While stationed in Honolulu, he and another young man soon found they could make the hours of their long infirmary shifts pass more quickly by enticing the nurse to Jitterbug. Later he slept in two inches of water at Guadalcanal. He vowed, once home, never to sleep anywhere without a real bed and clean sheets and never once accepted an invitation to participate in a camping trip.

After the war, he completed his education and began work with TVA, finally settling in the Shoals area. Once in Florence, he met the love of his life, Mary Lena Fowler, whom he wooed for several years before she agreed to become his wife. To Lofton's great delight and Lena's great embarrassment, I'm told I once cried when I realized they didn't live together. At the age of two, I just assumed this wonderful couple who often graced our home were married. During their courtship, he once entrapped a local Peeping Tom who had dared terrorize Lena's neighborhood. He was a man with a plan.
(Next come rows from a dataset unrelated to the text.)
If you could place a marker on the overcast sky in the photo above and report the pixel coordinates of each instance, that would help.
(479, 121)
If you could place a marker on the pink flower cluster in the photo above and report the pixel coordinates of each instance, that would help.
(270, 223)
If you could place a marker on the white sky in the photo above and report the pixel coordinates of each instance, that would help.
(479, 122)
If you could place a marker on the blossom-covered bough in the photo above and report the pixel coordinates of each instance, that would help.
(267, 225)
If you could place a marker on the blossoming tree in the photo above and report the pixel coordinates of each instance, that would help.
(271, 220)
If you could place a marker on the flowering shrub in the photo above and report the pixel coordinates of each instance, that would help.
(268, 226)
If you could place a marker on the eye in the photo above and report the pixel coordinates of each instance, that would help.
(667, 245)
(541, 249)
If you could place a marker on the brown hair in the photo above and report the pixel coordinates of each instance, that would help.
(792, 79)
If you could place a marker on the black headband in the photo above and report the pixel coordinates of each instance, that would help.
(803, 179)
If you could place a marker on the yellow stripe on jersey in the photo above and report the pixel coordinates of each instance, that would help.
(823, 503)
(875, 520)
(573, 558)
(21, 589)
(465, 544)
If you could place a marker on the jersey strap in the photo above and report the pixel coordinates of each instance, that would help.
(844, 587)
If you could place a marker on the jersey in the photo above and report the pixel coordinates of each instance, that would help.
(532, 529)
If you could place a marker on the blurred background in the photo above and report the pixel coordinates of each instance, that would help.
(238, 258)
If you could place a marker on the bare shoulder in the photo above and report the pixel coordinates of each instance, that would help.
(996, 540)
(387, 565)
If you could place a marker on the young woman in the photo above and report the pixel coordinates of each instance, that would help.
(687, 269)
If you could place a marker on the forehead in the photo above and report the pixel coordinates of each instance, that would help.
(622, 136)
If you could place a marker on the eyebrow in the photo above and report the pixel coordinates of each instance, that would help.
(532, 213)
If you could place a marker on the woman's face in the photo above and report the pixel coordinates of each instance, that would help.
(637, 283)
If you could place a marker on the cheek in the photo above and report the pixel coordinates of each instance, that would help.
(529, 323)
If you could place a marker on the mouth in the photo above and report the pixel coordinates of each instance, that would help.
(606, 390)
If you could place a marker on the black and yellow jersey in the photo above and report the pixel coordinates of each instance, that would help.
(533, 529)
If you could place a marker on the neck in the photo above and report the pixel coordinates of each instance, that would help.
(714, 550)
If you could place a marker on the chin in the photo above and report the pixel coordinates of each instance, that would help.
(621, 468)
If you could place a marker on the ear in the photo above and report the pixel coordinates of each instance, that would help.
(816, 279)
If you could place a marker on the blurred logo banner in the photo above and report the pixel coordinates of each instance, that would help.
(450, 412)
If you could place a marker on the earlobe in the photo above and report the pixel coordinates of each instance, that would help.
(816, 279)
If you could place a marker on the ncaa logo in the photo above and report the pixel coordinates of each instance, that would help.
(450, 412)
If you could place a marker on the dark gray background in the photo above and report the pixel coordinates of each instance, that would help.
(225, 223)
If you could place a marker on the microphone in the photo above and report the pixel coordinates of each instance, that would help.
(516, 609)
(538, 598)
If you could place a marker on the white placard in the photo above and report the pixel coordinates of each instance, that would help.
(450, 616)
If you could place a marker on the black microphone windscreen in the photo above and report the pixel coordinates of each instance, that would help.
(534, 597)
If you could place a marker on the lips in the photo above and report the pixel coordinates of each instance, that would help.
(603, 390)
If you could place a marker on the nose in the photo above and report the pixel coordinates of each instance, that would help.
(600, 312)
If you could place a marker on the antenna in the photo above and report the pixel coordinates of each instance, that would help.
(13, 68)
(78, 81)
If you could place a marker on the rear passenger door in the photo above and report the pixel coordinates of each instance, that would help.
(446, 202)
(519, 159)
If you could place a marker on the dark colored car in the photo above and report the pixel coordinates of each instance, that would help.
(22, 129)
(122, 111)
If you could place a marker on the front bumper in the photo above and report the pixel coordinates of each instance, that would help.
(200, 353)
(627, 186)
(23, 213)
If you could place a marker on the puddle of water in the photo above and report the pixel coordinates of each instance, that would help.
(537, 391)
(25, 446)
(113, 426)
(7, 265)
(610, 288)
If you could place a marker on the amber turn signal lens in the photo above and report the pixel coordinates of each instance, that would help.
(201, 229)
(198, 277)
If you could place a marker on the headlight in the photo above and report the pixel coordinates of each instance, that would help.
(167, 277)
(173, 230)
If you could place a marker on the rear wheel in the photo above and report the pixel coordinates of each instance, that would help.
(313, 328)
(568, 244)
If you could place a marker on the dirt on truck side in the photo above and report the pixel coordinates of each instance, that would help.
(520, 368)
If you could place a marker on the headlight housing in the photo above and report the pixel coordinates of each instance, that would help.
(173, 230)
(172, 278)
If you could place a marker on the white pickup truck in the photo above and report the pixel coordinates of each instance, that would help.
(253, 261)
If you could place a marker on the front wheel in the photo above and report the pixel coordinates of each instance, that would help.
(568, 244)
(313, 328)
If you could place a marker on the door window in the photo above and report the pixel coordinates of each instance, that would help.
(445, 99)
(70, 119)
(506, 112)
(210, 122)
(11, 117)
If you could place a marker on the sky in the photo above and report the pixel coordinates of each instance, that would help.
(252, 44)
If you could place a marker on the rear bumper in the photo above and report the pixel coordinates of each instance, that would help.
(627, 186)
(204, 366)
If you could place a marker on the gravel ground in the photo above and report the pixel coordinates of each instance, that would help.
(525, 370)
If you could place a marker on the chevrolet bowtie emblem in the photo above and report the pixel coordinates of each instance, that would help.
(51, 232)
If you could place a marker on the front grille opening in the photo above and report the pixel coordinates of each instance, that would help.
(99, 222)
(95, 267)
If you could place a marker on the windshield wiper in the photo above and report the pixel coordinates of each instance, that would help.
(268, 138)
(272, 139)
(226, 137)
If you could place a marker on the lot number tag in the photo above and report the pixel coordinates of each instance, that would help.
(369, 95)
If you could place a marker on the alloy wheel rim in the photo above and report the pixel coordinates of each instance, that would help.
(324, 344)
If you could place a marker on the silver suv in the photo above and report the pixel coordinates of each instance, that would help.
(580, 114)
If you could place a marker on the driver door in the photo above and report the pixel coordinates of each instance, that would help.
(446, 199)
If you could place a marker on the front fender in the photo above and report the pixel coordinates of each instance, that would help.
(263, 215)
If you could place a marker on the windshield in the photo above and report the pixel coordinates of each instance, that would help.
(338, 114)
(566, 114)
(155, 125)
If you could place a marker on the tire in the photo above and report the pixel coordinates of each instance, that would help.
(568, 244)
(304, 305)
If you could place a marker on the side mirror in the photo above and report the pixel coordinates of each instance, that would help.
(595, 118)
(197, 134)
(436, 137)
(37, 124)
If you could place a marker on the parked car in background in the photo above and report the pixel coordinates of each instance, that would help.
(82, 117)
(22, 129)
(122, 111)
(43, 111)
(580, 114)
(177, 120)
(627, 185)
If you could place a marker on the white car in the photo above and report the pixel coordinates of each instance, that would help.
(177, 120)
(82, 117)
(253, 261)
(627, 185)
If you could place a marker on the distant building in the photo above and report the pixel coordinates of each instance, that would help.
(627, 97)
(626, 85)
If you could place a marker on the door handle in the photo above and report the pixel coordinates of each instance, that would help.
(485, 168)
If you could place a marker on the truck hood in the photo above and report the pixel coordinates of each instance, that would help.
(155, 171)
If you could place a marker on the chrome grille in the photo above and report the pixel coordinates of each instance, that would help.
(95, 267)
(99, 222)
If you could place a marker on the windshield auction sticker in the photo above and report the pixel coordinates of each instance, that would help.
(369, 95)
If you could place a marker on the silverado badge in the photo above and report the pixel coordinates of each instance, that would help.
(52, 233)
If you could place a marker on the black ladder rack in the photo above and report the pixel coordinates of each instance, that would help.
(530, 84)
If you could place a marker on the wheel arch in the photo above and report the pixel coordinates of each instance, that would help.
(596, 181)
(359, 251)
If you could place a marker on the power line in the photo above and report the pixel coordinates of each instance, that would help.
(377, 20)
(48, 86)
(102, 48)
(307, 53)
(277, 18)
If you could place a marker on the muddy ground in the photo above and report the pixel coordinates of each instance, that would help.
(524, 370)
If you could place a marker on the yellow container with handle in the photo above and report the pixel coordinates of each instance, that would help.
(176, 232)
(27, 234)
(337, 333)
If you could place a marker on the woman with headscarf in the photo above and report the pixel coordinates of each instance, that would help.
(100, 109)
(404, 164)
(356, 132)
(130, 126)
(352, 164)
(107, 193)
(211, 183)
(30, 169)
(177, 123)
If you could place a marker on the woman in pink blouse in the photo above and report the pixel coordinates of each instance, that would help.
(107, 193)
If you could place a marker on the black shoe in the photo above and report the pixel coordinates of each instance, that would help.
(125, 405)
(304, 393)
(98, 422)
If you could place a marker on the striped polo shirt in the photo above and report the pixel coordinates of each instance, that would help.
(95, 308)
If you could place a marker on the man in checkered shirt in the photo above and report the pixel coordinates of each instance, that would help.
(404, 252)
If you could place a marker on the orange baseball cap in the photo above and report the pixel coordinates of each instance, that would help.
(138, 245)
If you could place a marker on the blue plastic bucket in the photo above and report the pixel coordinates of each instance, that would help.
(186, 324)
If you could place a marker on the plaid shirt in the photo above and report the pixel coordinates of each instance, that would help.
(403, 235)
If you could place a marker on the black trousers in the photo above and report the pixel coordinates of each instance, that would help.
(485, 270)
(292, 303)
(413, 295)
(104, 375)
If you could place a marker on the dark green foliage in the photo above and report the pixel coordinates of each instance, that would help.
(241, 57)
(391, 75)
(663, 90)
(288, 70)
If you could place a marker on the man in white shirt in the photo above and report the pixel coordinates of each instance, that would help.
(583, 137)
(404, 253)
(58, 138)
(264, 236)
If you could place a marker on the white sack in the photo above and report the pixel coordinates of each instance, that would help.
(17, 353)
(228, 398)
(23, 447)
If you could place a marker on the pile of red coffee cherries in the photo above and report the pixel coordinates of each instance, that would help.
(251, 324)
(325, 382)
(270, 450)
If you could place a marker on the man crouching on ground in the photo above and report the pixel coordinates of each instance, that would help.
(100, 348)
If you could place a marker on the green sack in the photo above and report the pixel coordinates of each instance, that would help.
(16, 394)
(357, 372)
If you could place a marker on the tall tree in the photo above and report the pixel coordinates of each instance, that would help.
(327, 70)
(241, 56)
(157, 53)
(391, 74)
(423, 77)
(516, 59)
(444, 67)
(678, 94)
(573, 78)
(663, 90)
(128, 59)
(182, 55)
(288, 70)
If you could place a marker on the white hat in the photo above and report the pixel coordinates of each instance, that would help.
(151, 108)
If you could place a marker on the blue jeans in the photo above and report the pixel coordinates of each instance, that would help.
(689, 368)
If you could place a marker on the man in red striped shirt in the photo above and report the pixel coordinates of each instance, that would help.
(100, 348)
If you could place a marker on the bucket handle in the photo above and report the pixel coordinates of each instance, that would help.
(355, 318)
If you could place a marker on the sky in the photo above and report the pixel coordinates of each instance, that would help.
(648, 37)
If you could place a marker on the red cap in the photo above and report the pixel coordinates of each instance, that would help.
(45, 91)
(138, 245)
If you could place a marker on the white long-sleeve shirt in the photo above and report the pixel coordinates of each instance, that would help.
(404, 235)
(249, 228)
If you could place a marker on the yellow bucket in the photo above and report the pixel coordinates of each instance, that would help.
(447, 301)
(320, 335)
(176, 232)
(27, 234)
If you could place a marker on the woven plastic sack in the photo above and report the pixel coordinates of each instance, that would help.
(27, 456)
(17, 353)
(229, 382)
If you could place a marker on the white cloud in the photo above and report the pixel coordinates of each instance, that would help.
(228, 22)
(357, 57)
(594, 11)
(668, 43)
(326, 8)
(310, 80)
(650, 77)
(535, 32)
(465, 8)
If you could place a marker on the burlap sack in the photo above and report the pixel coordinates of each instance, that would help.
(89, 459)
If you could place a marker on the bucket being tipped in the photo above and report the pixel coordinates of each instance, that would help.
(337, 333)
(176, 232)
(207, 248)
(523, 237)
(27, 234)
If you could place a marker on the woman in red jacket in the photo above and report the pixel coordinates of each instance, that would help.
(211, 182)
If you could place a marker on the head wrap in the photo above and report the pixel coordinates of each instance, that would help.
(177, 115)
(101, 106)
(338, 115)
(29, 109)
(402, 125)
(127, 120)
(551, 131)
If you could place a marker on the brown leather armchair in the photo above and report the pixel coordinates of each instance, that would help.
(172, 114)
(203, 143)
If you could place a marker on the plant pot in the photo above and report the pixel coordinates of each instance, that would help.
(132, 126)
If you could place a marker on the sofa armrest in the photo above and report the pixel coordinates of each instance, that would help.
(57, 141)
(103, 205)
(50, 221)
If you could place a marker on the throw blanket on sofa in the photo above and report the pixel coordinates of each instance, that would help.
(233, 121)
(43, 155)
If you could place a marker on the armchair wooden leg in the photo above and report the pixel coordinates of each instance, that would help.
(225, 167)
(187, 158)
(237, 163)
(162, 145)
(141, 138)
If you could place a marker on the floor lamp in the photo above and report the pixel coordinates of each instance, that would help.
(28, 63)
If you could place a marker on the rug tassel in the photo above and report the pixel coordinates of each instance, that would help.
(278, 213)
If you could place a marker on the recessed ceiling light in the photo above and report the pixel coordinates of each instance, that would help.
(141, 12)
On March 14, 1959, Lofton married Lena at the First Methodist Church in downtown Florence. She wore a blue ensemble and he his first Austin Reed suit. During the rehearsal, the pianist asked what to play for filler music, and the minister replied, "Hold That Tiger." Their marriage lasted over 51 years.

Lofton became a strong supporter of his adopted hometown, attending many Coffee High School football games and becoming a cornerstone in the choir at Wesley Chapel Methodist Church. After his retirement from TVA, he became a regular volunteer at the Help Center downtown. Each Wednesday he would toil at the very important task of measuring the waist of men's pants while sorting donated items. Perhaps some would have considered this chore too mundane for a man of his education, but he truly enjoyed serving those in need. His favorite days at the center involved helping young children, some who stated they had never had a real toy before.

Even as his health declined, he was often seen at ECM hospital visiting those who were seriously ill. He began to walk with a cane. The last time I saw him, he told me how much he loved me.

Lofton Carl Morgan was not blessed with children, but his memory will live on in those he helped and loved over the years. We should all leave such a legacy.